Las cifras del desastre asiático son cada día más
escalofriantes. Han pasado ya varios días y la situación no hace
más que empeorar. A los ciento cincuenta mil muertos hay que sumar
más de un millón de personas desplazadas, la desaparición de
cientos de infraestructuras y los problemas asociados a toda
catástrofe: hambre, sed, enfermedades, alojamiento, heridos...

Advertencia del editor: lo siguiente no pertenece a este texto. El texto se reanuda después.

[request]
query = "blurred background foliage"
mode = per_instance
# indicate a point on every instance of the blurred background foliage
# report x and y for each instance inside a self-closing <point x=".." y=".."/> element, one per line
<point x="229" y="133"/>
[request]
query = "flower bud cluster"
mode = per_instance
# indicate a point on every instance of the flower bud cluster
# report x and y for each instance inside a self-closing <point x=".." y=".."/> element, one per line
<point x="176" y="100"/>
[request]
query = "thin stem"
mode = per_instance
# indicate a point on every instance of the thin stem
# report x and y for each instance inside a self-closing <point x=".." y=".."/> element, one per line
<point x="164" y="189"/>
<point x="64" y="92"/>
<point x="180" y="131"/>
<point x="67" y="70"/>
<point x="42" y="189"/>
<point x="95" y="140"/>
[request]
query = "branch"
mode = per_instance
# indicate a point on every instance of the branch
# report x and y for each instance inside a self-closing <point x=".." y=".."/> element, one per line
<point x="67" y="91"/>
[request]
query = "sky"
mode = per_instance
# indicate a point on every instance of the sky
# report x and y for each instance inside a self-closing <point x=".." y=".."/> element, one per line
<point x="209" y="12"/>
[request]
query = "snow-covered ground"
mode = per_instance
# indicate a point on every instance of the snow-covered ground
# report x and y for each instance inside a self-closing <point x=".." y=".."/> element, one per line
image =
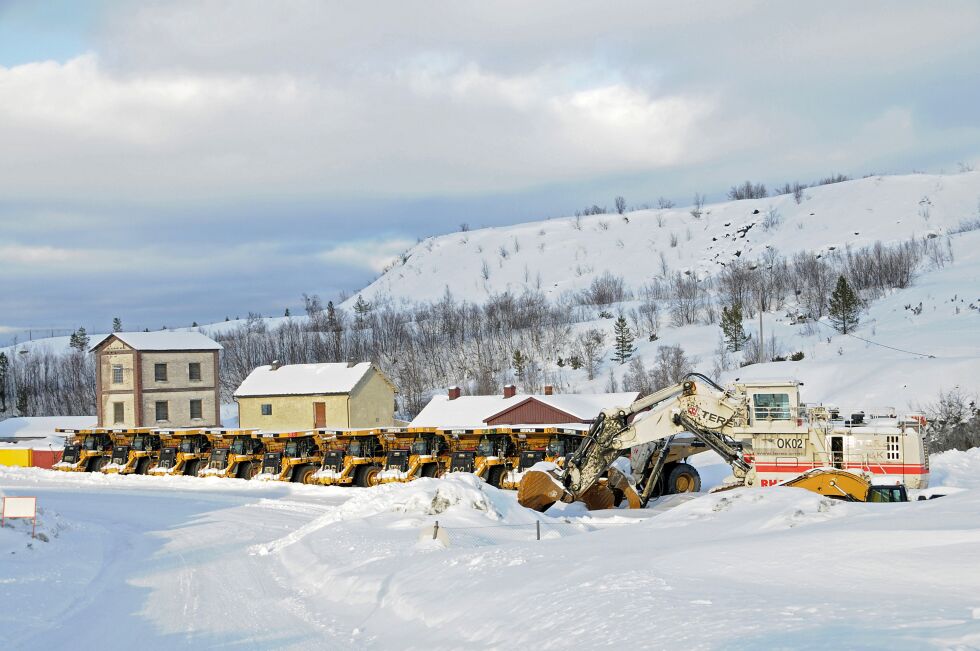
<point x="177" y="562"/>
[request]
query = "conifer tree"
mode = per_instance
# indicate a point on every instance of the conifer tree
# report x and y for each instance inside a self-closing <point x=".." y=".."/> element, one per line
<point x="4" y="370"/>
<point x="844" y="307"/>
<point x="79" y="340"/>
<point x="731" y="327"/>
<point x="624" y="340"/>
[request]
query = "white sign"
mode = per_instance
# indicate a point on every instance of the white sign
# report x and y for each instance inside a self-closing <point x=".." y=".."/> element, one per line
<point x="19" y="507"/>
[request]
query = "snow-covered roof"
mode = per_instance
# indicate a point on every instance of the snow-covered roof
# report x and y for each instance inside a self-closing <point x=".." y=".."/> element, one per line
<point x="163" y="340"/>
<point x="38" y="431"/>
<point x="304" y="379"/>
<point x="468" y="411"/>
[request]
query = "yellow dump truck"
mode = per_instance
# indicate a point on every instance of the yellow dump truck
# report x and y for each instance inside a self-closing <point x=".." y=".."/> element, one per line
<point x="134" y="451"/>
<point x="351" y="457"/>
<point x="536" y="444"/>
<point x="291" y="456"/>
<point x="412" y="453"/>
<point x="86" y="450"/>
<point x="235" y="453"/>
<point x="183" y="452"/>
<point x="489" y="453"/>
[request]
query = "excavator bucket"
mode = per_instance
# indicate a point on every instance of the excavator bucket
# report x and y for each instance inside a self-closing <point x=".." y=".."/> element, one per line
<point x="622" y="488"/>
<point x="839" y="484"/>
<point x="540" y="489"/>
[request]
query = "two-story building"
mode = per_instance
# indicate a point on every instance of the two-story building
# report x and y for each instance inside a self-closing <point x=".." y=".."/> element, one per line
<point x="299" y="397"/>
<point x="157" y="379"/>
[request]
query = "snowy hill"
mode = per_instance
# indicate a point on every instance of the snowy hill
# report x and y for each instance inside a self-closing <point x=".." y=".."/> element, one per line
<point x="566" y="254"/>
<point x="182" y="562"/>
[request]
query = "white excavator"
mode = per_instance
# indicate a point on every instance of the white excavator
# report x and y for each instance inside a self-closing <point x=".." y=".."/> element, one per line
<point x="760" y="429"/>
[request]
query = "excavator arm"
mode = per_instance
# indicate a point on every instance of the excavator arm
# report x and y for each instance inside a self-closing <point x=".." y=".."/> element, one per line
<point x="696" y="405"/>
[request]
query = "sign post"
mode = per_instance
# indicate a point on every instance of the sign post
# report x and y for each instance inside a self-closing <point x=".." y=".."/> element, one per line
<point x="19" y="507"/>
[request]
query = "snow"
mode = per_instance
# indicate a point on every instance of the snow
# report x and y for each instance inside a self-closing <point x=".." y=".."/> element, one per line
<point x="38" y="432"/>
<point x="474" y="411"/>
<point x="163" y="340"/>
<point x="176" y="562"/>
<point x="303" y="379"/>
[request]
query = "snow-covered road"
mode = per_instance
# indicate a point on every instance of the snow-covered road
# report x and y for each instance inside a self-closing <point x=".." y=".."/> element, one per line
<point x="158" y="563"/>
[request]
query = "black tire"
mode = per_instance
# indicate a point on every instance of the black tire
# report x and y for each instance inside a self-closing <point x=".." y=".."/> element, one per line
<point x="97" y="464"/>
<point x="683" y="478"/>
<point x="367" y="476"/>
<point x="495" y="475"/>
<point x="303" y="474"/>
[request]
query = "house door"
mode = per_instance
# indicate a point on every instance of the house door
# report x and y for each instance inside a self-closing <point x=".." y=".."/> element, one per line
<point x="837" y="451"/>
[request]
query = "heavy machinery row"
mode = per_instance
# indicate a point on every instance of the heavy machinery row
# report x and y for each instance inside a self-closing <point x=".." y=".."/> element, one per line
<point x="630" y="454"/>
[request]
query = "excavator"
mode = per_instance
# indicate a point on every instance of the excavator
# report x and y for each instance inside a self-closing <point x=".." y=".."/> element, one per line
<point x="760" y="429"/>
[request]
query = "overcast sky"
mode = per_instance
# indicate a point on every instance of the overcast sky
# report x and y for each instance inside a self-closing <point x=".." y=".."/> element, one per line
<point x="185" y="161"/>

El panorama es más que preocupante y mientras el ciudadano medio
del mundo entero se vuelca en las donaciones y ayudas, los
dirigentes parecen no tener tanta prisa.
Se dan ahora mismo paradojas que revelan muy a las claras cómo
está el asunto: en el Reino Unido, por ejemplo, el Gobierno ha
prometido una ayuda de 75 millones de euros, mientras la
recaudación de los ciudadanos alcanza ya los 114 millones. Y su
primer ministro, Tony Blair, se entretiene en conversaciones con
sus homólogos en lugar de dar órdenes expresas y rápidas para
materializar ese dinero prometido. Algo parecido ocurre en Estados
Unidos, el país más rico y poderoso del mundo, donde el presidente
Bush ha organizado una colecta a nivel nacional para que sean los
ciudadanos de a pie quienes aporten dólares destinados a la ayuda a
los damnificados.
Se preparan cumbres de altos vuelos, se ha convocado una
conferencia sobre el tema. ¿Qué más esperan descubrir? Las
necesidades están más que claras porque son primarias y urgentes.
Siempre habrá tiempo de planificar la reconstrucción posterior de
las zonas devastadas y de evaluar qué camino económico o social
puede tomar la región. Pero eso importa poco ahora. Lo dramático es
que pasan las horas, los días, y millones de personas sobreviven a
su suerte, aterradas, mientras el primer mundo se lo piensa.